Why does this timing matter? It affects the ability to control reactor power changes. Perhaps the easiest way to explain this effect is to use the example of driving a car. When you depress the gas pedal a little, the car will gradually accelerate until it reaches a steady though faster speed. The time it takes to reach the new speed is what allows you to operate the car. Imagine how often you would hit a car in front of you if speed changes were instantaneous.
The same principle applies to the delayed neutron fraction and reactor control. There is less response time to control a reactor with plutonium fuel than with uranium fuel. Reduced response time corresponds to increased chances that the reactor core will get out of control. Therefore, nuclear plants operating with MOX fuel may be more likely to experience an accident than plants that do not use MOX fuel.
Last but certainly not least, MOX fuel represents a threat even before it is placed into the reactor core. MOX fuel is made by taking plutonium from atomic bomb warheads and mixing it with uranium. Until the MOX fuel has been used inside a reactor core, it is a relatively simple procedure to retrieve its plutonium and use it to make an atomic bomb again. Therefore, security must be tight at plants using MOX fuel. But tests conducted by the NRC over the past eight years demonstrated that nuclear plant security leaves a lot to be desired. Roughly half of the tests revealed one or more significant breakdowns.
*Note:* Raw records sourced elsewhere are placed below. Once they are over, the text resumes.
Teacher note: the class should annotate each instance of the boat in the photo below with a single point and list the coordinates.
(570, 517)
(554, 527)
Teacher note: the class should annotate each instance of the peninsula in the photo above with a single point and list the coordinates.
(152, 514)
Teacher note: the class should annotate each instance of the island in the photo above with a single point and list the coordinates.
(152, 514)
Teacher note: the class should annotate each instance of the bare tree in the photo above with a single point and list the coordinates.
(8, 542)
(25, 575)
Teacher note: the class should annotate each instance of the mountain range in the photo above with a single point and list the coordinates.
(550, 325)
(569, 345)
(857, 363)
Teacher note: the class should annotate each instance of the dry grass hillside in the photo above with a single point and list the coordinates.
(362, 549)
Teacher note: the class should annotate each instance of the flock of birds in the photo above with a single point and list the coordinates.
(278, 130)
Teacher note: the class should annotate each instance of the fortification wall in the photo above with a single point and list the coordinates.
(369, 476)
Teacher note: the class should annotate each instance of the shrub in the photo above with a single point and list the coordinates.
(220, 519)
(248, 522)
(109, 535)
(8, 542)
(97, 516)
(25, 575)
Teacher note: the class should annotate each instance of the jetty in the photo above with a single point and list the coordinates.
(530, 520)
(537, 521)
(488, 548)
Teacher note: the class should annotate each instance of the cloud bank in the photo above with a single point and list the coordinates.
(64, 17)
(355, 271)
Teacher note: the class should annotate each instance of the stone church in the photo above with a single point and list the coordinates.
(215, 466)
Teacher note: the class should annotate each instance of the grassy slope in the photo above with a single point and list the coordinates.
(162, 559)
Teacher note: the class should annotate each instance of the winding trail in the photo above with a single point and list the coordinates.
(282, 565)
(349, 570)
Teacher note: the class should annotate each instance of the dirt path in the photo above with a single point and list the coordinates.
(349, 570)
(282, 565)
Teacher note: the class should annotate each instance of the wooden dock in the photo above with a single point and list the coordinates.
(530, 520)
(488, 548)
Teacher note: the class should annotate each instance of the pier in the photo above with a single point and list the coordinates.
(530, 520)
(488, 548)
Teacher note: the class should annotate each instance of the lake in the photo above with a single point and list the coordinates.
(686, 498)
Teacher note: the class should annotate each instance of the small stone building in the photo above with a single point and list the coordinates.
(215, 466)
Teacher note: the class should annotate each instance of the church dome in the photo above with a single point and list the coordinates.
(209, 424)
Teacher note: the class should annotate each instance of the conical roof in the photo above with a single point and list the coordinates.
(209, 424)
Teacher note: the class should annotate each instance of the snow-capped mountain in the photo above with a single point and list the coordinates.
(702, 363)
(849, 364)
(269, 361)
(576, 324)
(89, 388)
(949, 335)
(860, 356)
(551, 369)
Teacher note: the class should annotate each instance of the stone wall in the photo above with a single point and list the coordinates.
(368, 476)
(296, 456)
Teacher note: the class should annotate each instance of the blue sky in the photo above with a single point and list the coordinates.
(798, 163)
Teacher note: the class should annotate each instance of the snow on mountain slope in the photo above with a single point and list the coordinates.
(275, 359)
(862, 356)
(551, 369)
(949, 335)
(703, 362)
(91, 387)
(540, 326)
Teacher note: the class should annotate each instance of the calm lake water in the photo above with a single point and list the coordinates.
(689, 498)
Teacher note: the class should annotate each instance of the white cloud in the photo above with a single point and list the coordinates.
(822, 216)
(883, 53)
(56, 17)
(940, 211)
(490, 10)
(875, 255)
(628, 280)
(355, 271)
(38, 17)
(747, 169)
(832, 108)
For example, during a test conducted in May 2000 at the Quad Cities nuclear plant near Chicago, a three-man NRC team simulated destruction of enough equipment inside the plant to trigger a major accident. The nuclear industry has responded to these demonstrated failures by insisting on conducting the tests themselves. The industry whines that the NRC tests are unfair because the NRC's simulated terrorists do not follow rules established by the Occupational Safety & Health Administration (OSHA). For example, OSHA rules require plant employees working more than six (6) feet off the ground to be protected by scaffolding and/or safety belts. But the NRC's simulated terrorists do not use safety belts when they scale walls and crawl along elevated equipment to elude plant security personnel and gain access to vital areas. The industry is merely trying to change these security tests so that there won't be any more failures. No nuclear plant in this country, especially one with MOX fuel onsite, should be allowed to operate if NRC turns security tests into a charade.
Perhaps there's no use crying about spilled milk. But in the case of nuclear power plants operating with MOX fuel, there's real use crying about spoiled milk. The concerns about MOX are real. The chances of an accident may be increased by MOX. The consequences of an accident may also be increased by MOX. No plant in the United States should operate with MOX fuel until each and every concern has been fully resolved in a public forum.